Everyone can do the math — a simplified form of it, anyway — and see that the numbers don’t add up under the current arrangement. Hawaiian Electric Co. and its subsidiaries are racking up reduced sales as customers with the means to do so have bought photovoltaic solar panels to generate their own electricity.
The utility’s business model offers few counterstrategies for a diminished revenue stream other than to seek an increase in rates paid by the remaining customer base. So the natural question arises: How is this transition to green energy supposed to work, anyway?
That question demands an answer, and the Legislature is reasonably seeking one, through House Bill 1999. The current draft of the measure would establish the Legislative Utility Oversight Task Force, a body to be convened and to focus its attention specifically on investor-owned electric public utilities. The task force would submit a report in a year, and every five years after that.
The measure drew support from Hermina Morita, the former legislator who chairs the Public Utilities Commission. That’s significant, because the PUC is the agency that now regulates HECO and other utilities, and critics might charge that this makes a task force duplicative.
HECO itself said as much in its testimony. One of its attorneys, Kevin Katsura, cited the various reports, rate cases and other filings as indications that HECO is forthcoming with information. "While it is the Legislature’s prerogative to review the utilities’ franchises, utility performance is already extensively reviewed by the Public Utilities Commission," he said.
However, as Morita correctly pointed out in her testimony, there are matters to discuss more basic than what is usually addressed in PUC case dockets and legalese.
That is: The "regulatory compact" under which the utility operates has changed.
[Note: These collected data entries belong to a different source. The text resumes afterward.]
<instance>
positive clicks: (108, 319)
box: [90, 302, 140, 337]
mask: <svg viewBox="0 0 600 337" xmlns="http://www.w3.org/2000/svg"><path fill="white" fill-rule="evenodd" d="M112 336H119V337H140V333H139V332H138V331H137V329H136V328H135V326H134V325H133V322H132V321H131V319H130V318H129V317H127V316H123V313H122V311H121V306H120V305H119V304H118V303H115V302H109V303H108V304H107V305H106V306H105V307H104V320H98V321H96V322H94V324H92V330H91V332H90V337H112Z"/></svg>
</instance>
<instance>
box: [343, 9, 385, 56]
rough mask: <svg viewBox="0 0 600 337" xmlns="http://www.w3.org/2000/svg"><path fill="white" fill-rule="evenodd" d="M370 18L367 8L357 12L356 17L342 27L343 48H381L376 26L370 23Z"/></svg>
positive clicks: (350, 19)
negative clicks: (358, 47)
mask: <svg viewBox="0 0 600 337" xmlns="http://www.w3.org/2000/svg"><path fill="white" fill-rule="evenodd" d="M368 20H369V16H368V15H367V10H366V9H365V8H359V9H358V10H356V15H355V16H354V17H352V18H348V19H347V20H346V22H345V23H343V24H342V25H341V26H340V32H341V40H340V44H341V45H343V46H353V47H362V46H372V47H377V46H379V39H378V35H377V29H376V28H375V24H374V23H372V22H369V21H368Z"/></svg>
The deal used to be that in exchange for the exclusive business from electric customers, the utility would meet all service requirements to anyone who wants to purchase electricity.
"Today, customers need not take all of their electric service from the electric utility — they can generate some or most of their needs through the use of such technologies as solar panels," Morita said. "Nevertheless, at present, the electric utility is still required to provide all service needs ‘at the flip of the switch.’"
HECO officials do agree with Morita on one point: This discussion needs to involve experts in this subject area, which will require an appropriation of funds. Currently the bill would convene a panel of lawmakers, and that may not be enough structure to ensure a productive review.
There are many topics suitable for a broad discussion, which also should tap some community input. For example, advocates for green-energy development, such as Blue Planet Foundation, have said that HECO should be exploring alternative sources of income to help it maintain its service rather than rely so heavily on ratepayer revenue.
The preamble to the bill puts the problem succinctly.
"Hawaii’s ratepayers are highly frustrated with sustained high rates of electricity, limited options to manage their utility bills and a perceived lack of urgency by the utilities in addressing their needs," it said.
HECO needs to be more proactive in charting a course to a new era, in which electricity production capacity will be widely shared. At this stage, there still will be the need for a stable, reliable power grid that the utility can manage.
But it needs to be a more enthusiastic partner in adapting to a changed landscape, figuring out how to contain costs borne by the ratepayer. Otherwise, so many frustrated customers may go "off the grid" that it can’t be sustained at all.